Reggio’s Weblog

Un choque en casa, de Xavier Batalla en La Vanguardia

Posted in Internacional by reggio on 9 febrero, 2008

LA NUEVA AGENDA

La mejor manera de averiguar si un estadounidense blanco es demócrata o republicano no es tener conocimiento de cuáles son sus ingresos. La clave es saber quién de los dos va más a la iglesia, como mantiene John Micklethwait en The Economist.En los últimos comicios presidenciales, el republicano George W. Bush cosechó el 71% de la parroquia evangélica, donde los más integristas se salen por la extrema derecha.

La religiosidad de la sociedad estadounidense resulta chocante para los europeos desde que Alexis de Tocqueville escribiera sobre el fenómeno a principios del siglo XIX. Estados Unidos es la nación más religiosa entre las más avanzadas, pero ni todos los estadounidenses son fundamentalmente religiosos (el 60% considera que la religión es muy importante) ni los que se confiesan religiosos son íntegramente iguales (los evangélicos son el 26% de la población).

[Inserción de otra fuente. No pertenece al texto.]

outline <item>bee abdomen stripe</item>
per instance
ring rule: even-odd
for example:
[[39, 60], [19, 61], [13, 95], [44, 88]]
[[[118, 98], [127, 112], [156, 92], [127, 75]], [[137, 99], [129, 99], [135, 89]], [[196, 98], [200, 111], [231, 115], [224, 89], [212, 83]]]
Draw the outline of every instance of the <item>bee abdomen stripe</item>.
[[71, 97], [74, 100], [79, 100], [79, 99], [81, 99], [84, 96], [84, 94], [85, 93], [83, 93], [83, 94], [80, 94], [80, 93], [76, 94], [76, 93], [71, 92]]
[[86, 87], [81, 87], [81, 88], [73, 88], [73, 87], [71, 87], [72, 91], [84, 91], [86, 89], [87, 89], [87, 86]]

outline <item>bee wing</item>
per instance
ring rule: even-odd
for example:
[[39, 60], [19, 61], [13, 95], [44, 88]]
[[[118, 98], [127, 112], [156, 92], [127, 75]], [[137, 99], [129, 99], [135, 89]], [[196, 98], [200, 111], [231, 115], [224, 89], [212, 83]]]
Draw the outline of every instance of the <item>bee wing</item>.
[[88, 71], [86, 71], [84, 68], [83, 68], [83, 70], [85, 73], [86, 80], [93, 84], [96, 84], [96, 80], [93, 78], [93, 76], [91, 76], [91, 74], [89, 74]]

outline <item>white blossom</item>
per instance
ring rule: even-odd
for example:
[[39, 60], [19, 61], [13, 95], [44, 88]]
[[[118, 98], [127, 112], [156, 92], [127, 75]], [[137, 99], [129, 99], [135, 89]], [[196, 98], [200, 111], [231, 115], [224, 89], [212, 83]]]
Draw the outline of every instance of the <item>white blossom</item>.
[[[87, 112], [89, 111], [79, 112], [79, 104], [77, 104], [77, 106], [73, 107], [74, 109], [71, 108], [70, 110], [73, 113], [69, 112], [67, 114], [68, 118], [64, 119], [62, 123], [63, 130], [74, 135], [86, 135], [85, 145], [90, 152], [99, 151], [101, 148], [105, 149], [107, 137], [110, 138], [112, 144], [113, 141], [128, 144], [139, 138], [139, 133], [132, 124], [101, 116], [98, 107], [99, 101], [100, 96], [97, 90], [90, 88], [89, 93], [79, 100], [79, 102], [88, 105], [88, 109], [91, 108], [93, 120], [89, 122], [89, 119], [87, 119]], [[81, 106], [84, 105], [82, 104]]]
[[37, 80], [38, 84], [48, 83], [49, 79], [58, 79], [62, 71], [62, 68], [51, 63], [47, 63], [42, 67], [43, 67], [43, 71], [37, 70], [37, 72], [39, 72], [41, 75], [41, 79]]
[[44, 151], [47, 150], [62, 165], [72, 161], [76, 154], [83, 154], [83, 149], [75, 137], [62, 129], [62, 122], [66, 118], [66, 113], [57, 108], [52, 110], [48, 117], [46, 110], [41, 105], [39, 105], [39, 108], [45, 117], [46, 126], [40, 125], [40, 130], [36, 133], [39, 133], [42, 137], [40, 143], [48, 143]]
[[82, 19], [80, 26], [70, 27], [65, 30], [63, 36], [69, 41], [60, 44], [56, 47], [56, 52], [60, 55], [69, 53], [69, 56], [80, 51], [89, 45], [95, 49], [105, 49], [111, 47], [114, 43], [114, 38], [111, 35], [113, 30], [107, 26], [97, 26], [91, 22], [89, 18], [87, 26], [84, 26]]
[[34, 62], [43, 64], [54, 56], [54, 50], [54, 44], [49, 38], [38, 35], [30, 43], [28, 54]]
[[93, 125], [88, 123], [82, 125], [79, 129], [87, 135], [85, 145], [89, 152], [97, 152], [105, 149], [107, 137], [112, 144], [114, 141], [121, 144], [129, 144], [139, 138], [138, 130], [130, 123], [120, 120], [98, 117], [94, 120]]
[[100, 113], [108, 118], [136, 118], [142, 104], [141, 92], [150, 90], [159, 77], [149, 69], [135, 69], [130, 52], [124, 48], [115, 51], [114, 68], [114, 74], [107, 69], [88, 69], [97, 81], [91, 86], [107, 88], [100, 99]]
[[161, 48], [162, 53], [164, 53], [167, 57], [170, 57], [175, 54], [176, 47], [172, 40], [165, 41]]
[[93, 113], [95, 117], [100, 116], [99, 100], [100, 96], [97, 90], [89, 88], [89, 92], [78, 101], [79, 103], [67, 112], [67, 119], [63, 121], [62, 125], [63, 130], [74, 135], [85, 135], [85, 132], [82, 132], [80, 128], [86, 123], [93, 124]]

Garry Wills sugirió en The New York Times que el ascenso de los integristas cristianos es una revuelta contra la Ilustración, la base fundacional de Estados Unidos. ¿Se trata, entonces, de un choque de civilizaciones en casa?

El término evangélico se utiliza para referirse a quienes dicen tener la fe del carbonero en un conjunto de tradiciones, se toman la Biblia al pie de la letra o creen haber tenido una experiencia personal que les permite decir que han vuelto a nacer. Bush hijo, por ejemplo, se declara cristiano que ha vuelto a nacer después de haber creído que la solución estaba en la botella.

Los evangélicos se quejan de que la prensa emplea machaconamente el término para referirse a la franja del protestantismo más conservador. Los evangélicos dicen que han evolucionado, aunque todo indica que lo han hecho más socialmente que en las ideas. En la primera mitad del siglo XX, H. L. Mencken, un librepensador, calificó a los evangélicos de “puritanos atrasados”, y Richard Niebuhr, un teólogo que fue fuente de inspiración para los demócratas, dijo que la fe de los evangélicos era la “religión de los desposeídos”. Ahora, al menos sociológicamente, el mundo evangélico ha sufrido un cambio copernicano. Hasta principios de la década de 1990, a los evangélicos se les tenía por un grupo de gente pobre, sin educación y fácil de manejar. En los últimos treinta años, muchos evangélicos han pasado a formar parte de la elite económica y manejan con soltura a amplios sectores de la sociedad estadounidense. Los evangélicos han penetrado incluso en algunos templos considerados laicos, como puede ser Hollywood. El actor Mel Gibson ya ha demostrado la influencia del dólar evangélico con el éxito de su película La pasión de Cristo.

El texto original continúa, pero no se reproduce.